Sometimes it’s hard for me to figure out what’s bothering me. You’d think I’d know, what with being me and all, but I don’t. Mostly it’s denial. I don’t want this thing to bother me, so I say it doesn’t. I don’t just say that to you, I say it to me, too. I even believe it. But then, despite being perfectly fine, I find myself wanting to cry all the time. This goes against what I’m telling myself, and I become very confused. So I start over.
He has a new girlfriend. This, in itself, doesn’t bother me. I’ve pictured it every way I can, and I still don’t give two shits. But here’s the part that gets me: he sings her the same songs. He tells her the same things. He uses the same words, he gives her the same looks, and he loves her the same way.
I’m not hurt because those things are mine. I’m upset because I’m realizing they never were. It’s like I was never there at all. It’s another person that never really saw me for me, just for the role they needed me to fill at that time.I was interchangeable. I never mattered.

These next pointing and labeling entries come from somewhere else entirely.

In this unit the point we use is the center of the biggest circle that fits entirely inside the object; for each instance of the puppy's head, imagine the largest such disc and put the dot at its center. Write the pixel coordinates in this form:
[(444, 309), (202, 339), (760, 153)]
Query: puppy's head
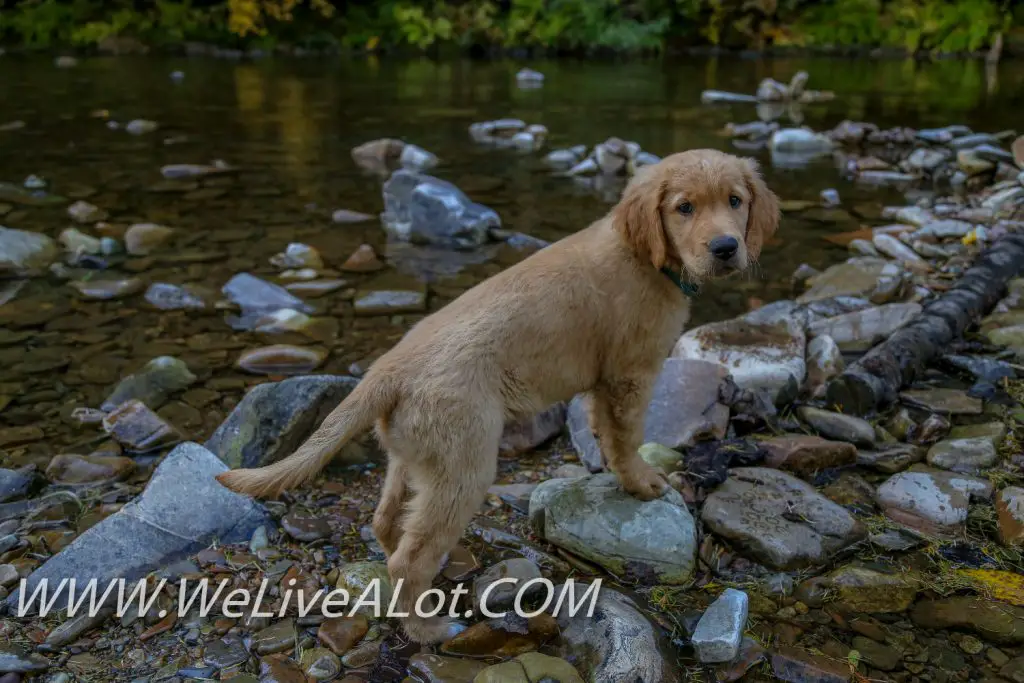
[(704, 210)]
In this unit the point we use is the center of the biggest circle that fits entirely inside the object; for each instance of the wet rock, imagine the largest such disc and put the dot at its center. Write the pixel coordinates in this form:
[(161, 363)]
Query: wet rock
[(142, 239), (804, 455), (153, 384), (15, 483), (25, 253), (15, 659), (800, 141), (798, 666), (281, 359), (506, 636), (759, 355), (891, 459), (779, 520), (944, 401), (1010, 512), (861, 330), (77, 242), (967, 456), (721, 628), (839, 426), (437, 669), (931, 501), (993, 621), (389, 301), (182, 510), (363, 259), (596, 519), (72, 469), (257, 296), (104, 290), (856, 278), (500, 584), (298, 255), (858, 588), (612, 644), (83, 212), (531, 432), (684, 408), (172, 297), (141, 126), (321, 665), (426, 210), (342, 633), (824, 360), (358, 578), (139, 429), (274, 418)]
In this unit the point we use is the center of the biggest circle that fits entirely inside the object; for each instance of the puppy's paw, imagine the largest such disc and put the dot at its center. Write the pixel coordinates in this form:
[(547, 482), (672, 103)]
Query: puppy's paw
[(643, 481)]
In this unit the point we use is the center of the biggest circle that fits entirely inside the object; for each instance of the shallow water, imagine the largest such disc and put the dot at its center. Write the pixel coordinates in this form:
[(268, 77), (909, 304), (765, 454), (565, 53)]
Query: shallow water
[(289, 126)]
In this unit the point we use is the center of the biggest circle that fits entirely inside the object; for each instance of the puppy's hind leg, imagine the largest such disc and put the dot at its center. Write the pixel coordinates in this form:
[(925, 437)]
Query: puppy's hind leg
[(451, 483), (387, 517)]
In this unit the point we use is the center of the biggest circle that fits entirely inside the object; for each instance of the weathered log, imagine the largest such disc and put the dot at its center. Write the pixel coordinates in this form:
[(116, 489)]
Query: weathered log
[(875, 380)]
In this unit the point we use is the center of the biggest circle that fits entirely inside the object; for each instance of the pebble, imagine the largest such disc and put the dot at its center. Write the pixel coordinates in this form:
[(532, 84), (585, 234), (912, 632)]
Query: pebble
[(281, 359), (720, 630)]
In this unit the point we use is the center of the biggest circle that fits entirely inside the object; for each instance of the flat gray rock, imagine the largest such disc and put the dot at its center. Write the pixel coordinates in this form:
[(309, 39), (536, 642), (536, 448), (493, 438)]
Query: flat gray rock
[(182, 510), (274, 418), (653, 541), (779, 520)]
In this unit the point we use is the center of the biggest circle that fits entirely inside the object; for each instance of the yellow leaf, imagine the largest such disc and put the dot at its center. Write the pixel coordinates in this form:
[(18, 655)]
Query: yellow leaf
[(1005, 586)]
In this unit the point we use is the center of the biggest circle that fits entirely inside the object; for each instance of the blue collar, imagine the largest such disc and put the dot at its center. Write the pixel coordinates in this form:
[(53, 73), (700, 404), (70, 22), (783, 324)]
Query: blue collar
[(688, 289)]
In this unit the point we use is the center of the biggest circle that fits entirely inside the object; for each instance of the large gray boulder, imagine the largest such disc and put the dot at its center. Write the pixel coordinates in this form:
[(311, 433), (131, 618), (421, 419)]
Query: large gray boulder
[(182, 510), (274, 418), (684, 409), (653, 541), (423, 209)]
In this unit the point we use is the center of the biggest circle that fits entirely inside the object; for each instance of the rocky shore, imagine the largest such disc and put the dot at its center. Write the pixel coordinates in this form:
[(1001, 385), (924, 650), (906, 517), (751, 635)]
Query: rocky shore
[(803, 541)]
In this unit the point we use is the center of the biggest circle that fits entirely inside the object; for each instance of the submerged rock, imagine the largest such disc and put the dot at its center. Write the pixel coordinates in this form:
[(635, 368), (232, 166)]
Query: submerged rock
[(426, 210), (182, 510), (274, 418), (779, 520), (759, 355), (612, 644), (931, 501), (25, 253), (595, 518), (153, 384), (684, 408)]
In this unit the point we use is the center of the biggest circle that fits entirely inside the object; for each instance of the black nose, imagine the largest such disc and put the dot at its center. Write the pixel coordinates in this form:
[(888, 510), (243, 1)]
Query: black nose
[(723, 248)]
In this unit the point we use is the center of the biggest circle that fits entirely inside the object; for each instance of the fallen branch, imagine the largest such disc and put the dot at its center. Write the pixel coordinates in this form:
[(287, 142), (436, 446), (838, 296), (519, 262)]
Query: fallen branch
[(876, 379)]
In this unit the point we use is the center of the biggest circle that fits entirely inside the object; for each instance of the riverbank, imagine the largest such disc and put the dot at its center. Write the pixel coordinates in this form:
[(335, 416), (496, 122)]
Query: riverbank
[(916, 28)]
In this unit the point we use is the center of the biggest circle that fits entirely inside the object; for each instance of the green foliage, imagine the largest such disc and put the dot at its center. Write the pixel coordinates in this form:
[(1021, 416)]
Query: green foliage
[(915, 26)]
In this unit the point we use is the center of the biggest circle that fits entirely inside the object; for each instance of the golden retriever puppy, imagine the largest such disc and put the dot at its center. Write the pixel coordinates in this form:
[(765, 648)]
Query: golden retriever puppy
[(596, 312)]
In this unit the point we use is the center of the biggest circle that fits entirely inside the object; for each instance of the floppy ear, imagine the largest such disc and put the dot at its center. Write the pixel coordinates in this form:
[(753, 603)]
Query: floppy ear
[(763, 217), (638, 217)]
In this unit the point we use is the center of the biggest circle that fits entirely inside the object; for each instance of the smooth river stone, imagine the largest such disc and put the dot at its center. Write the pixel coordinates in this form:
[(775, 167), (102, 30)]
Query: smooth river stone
[(281, 359)]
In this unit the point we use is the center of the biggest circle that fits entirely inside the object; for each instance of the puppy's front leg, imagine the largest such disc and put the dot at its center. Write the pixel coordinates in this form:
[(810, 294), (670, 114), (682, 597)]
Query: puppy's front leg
[(616, 417)]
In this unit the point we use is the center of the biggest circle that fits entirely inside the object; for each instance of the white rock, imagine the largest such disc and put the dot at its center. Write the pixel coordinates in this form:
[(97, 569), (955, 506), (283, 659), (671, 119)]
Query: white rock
[(720, 630)]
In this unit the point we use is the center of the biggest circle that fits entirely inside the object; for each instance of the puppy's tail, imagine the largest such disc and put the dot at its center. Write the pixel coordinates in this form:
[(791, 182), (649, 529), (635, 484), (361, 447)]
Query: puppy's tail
[(373, 397)]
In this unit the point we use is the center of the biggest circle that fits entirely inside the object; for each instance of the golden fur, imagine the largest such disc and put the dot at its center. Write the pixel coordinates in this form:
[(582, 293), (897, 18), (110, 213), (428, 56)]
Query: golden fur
[(589, 313)]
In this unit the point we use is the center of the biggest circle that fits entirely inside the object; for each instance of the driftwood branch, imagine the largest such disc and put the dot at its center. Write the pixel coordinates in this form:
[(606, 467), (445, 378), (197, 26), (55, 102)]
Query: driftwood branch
[(876, 379)]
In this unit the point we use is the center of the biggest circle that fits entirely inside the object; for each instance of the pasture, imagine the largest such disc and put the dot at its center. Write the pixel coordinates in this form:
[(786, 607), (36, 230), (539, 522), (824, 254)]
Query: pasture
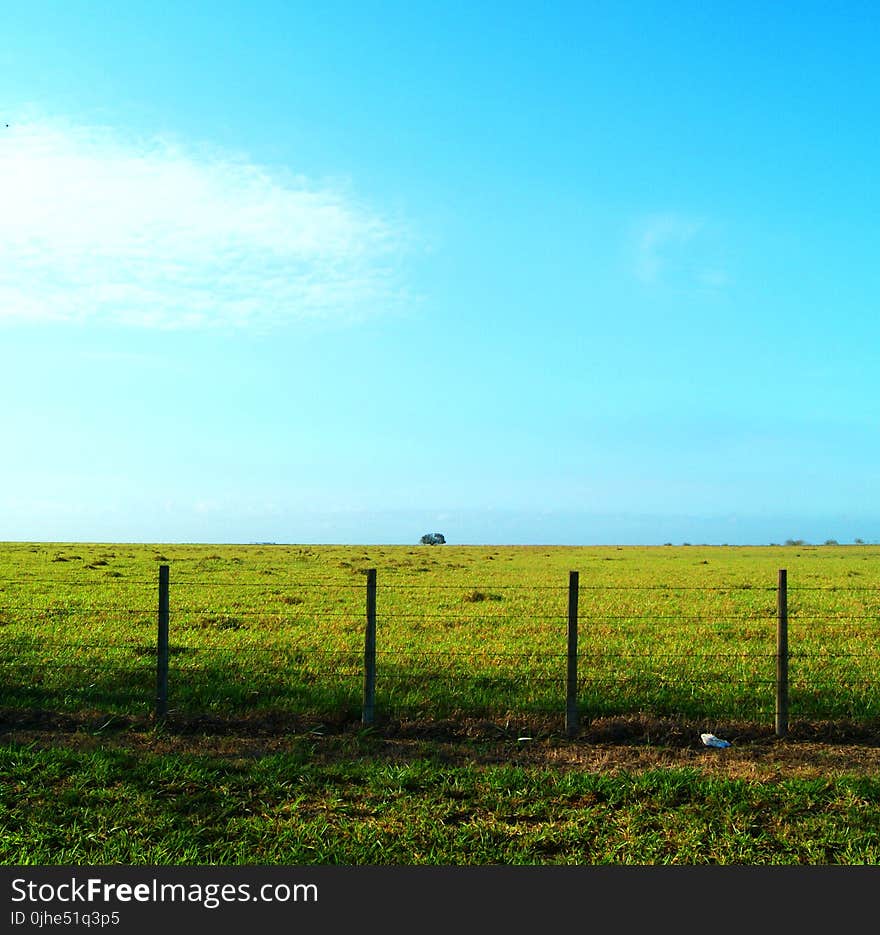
[(263, 759), (687, 632)]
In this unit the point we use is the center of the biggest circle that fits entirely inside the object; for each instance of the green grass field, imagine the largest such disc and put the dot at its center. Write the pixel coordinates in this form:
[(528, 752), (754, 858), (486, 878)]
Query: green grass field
[(263, 759), (461, 631)]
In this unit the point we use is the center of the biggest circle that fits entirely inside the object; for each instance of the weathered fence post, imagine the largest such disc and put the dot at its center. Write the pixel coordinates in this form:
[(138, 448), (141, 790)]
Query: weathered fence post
[(370, 651), (782, 654), (571, 706), (162, 646)]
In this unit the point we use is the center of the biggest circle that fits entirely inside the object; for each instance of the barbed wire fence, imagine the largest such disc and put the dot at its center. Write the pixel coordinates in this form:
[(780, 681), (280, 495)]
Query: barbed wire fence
[(345, 650)]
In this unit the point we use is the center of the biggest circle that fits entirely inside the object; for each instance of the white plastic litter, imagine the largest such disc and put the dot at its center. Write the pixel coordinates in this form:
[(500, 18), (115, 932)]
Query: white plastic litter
[(710, 740)]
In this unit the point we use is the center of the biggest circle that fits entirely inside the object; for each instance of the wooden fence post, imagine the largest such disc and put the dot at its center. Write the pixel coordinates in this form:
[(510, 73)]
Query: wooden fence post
[(370, 651), (782, 654), (162, 646), (571, 705)]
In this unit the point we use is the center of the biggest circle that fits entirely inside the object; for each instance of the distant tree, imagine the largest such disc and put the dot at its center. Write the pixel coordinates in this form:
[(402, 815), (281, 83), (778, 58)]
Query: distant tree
[(433, 538)]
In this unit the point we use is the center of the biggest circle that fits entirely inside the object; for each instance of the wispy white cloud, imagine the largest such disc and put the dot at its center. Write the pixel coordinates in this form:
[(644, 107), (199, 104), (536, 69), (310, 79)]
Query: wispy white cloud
[(97, 226), (677, 249)]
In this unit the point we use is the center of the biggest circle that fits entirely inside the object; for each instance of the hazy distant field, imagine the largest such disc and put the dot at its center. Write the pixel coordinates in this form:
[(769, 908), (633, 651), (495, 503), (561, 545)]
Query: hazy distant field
[(462, 631), (263, 631)]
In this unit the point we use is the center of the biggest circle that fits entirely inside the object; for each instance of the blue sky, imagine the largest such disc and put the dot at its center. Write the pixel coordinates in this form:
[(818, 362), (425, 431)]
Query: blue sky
[(563, 273)]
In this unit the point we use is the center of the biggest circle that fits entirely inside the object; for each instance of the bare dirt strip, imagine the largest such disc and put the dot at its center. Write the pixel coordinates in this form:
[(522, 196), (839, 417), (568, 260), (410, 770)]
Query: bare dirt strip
[(609, 745)]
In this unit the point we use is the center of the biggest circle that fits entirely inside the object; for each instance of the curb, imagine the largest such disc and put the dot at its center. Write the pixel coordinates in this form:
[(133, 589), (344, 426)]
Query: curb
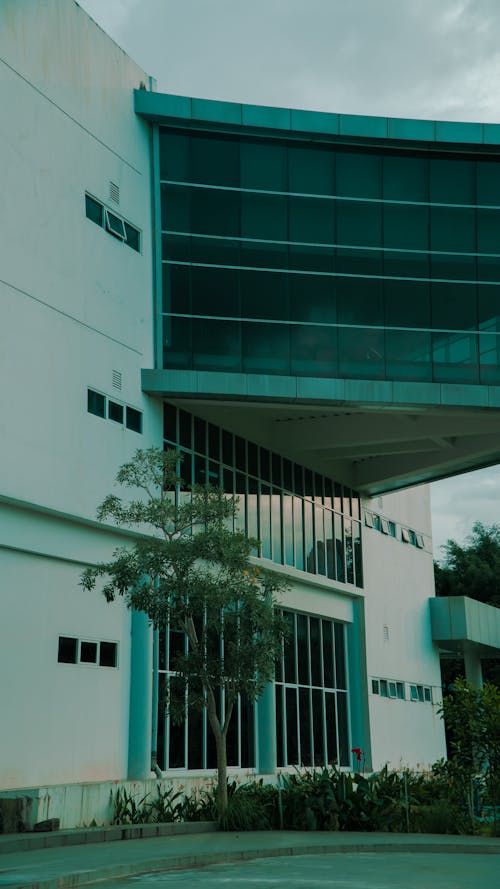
[(82, 878), (28, 842)]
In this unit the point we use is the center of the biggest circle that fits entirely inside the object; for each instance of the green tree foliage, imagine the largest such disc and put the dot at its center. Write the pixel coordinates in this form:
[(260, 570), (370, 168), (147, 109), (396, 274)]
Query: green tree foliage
[(472, 569), (189, 570)]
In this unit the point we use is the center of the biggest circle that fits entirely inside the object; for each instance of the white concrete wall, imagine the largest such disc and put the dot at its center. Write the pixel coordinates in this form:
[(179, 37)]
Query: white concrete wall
[(75, 305), (399, 581)]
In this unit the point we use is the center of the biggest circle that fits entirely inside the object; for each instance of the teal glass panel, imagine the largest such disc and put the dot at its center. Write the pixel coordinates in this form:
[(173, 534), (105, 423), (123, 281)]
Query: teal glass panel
[(319, 532), (454, 268), (311, 170), (215, 160), (264, 216), (264, 255), (406, 226), (358, 262), (455, 357), (331, 729), (215, 251), (452, 181), (318, 727), (305, 726), (216, 345), (176, 289), (298, 533), (361, 354), (276, 525), (303, 650), (359, 223), (454, 306), (215, 212), (309, 537), (263, 166), (488, 228), (314, 350), (174, 156), (406, 265), (214, 291), (176, 247), (266, 348), (339, 548), (453, 229), (265, 295), (265, 521), (176, 208), (316, 659), (343, 724), (360, 301), (488, 183), (310, 257), (177, 351), (288, 529), (405, 178), (408, 355), (312, 220), (358, 175), (407, 303)]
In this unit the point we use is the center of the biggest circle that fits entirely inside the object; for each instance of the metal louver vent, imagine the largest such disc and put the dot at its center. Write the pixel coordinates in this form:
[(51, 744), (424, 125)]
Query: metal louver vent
[(114, 192)]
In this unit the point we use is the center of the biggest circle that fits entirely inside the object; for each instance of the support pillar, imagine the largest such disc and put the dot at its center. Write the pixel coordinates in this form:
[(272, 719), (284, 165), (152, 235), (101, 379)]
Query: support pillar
[(473, 669), (140, 713), (266, 721)]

Except that fuck that. I do matter. Maybe not to him. Maybe not to self-serving douchehammers who think that having a significant other means having nothing very significant at all.
I matter to me. I matter to a brilliant, shiny blond boy. For now, that has to be enough. One day, maybe I’ll matter to someone because of exactly who I am, not what I can do for them.
Sadly, patience is not one of my main virtues.